SAN JUAN, LA UNION – Tourists, conservationists and residents gathered Saturday evening in front of the posh Kahuna Beach Resort in Urbiztondo here not to party but to release more than 8 dozens (96) Olive Ridley turtle hatchlings to the sea, minutes after they hatched from a temporary hatchery of the conservation group CURMA here.
Wiggling slowly towards the waters, the turtle hatchlings virtually were “our Christmas gift” to nature.
Laid in front of Kahuna Resort on broad daylight during La Union’s phenomenal November tourism pitch, Surf Break, on October 28, dubbed as “a VIP (Very Important Pawikan) visit”, the eggs were carefully moved to CURMA’s hatchery in Ili Norte barangay to stay for 60 days until they hatch.
Project CURMA (Coastal Underwater Resource Management Actions) is a pawikan conservation and protection program supported by the Science of Identity Foundation (SIF-CARE).
Sea turtles like Olive Ridleys only lay their eggs where they were hatched. The VIP might have been hatched in Urbiztondo some 25 years ago.
On that Sunday afternoon, the usually noise and light-shy mother pawikan slowly approached the sand, the same grounds where hundreds of mother olive ridleys have been hatching, before sunset witnessed by a delighted “La Union Surf Break” crowd treated with the rare natural spectacle, said Carlos Tamayo, coordinator of CURMA.
There are at least 12 more Olive Ridley nests at the CURMA nursery, and soon be released in the coming months, said Tamayo.

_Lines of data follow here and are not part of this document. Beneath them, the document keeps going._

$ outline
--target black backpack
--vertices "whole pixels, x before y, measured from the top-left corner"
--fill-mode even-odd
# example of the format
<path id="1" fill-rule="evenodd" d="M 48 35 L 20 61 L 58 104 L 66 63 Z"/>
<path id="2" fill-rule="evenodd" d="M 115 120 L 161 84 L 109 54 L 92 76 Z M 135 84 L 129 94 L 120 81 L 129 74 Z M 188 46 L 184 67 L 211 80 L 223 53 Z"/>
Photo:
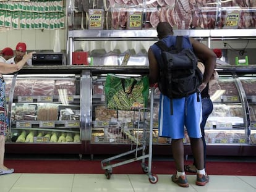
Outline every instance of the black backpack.
<path id="1" fill-rule="evenodd" d="M 162 59 L 158 62 L 158 88 L 163 94 L 170 99 L 198 93 L 198 87 L 203 81 L 203 74 L 197 67 L 197 57 L 190 49 L 182 49 L 182 36 L 177 36 L 175 46 L 170 48 L 161 40 L 155 43 L 162 51 Z"/>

Sea turtles, especially green sea turtles, are one of very few creatures (manatees are another) that eat sea grass. Sea grass needs to be constantly cut short to help it grow across the sea floor. Sea turtle grazing helps maintain the health of the sea grass beds. Sea grass beds provide breeding and developmental grounds for numerous marine animals.
Without sea grass beds, many marine species humans harvest would be lost, as would the lower levels of the food chain. The reactions could result in many more marine species eventually becoming endangered or extinct.
Only sea turtles feed on jellyfish. If they become extinct, the deadly jelly fishes will multiply exponentially, according to CURMA.
Tamayo continues to campaign, ”Let us all keep the beaches clean, quiet and safe for all.”
The bustling tourism in the San Juan though is challenging the nesting ground of the olive turtles, CURMA warned.
Recently, an establishment began to build structures right where the nesting ground is in Urbiztondo. But not without conservationists, including CURMA, raising questions that prompted the environment department to shut down the planned restaurant.
“We are transient caretakers of the Earth and should act responsibly towards all living beings and Mother Earth herself,” Tamayo pointed out. Together we must stand to protect our beaches and environment so that those living beings (like the pawikan) will still have their homes, he explained.
Two years ago, a huge international hotel chain planned to build along the nesting ground but CURMA with the San Juan local government negotiated with the developer to do structural considerations not to build too close to the nesting site.